Mitfahrbänke im Isartal: Unterschiedlichste Erfahrungsberichte aus anderen Orten

Weitere Erfahrungen hat man aus den nördlichen Nachbarorten gewonnen, die schon seit längerem Mitfahrbänke anbieten. „Da waren die unterschiedlichsten Erfahrungsberichte dabei“, sagt Krüns Bürgermeister Thomas Schwarzenberger (CSU). Während mancherorts die Bänke regelmäßig genutzt werden, bleiben sie anderswo leer. Deshalb will Schwarzenberger nun erst mal die Resonanz abwarten, ehe weitere Erweiterungen umgesetzt werden wie eine Überdachung der Bänke oder ähnliches. Zudem muss erst geschaut werden, wie die Schneeräumung im Winter klappt. Diesen Part sollen ab sofort die Bauhof-Mitarbeiter übernehmen.

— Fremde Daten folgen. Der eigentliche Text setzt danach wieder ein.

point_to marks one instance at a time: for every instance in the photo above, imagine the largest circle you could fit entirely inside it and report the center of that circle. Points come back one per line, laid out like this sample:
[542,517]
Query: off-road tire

Damit das Prinzip Mitfahrbank funktioniert, braucht es gewisse Spielregeln. Es sollten Kinder unter 14 Jahren nicht mitfahren. Minderjährige sollten zudem bevor sie einsteigen ein Foto vom Auto und vom Kennzeichen machen und den Eltern schicken. Zudem ist eine App fürs Handy in Arbeit.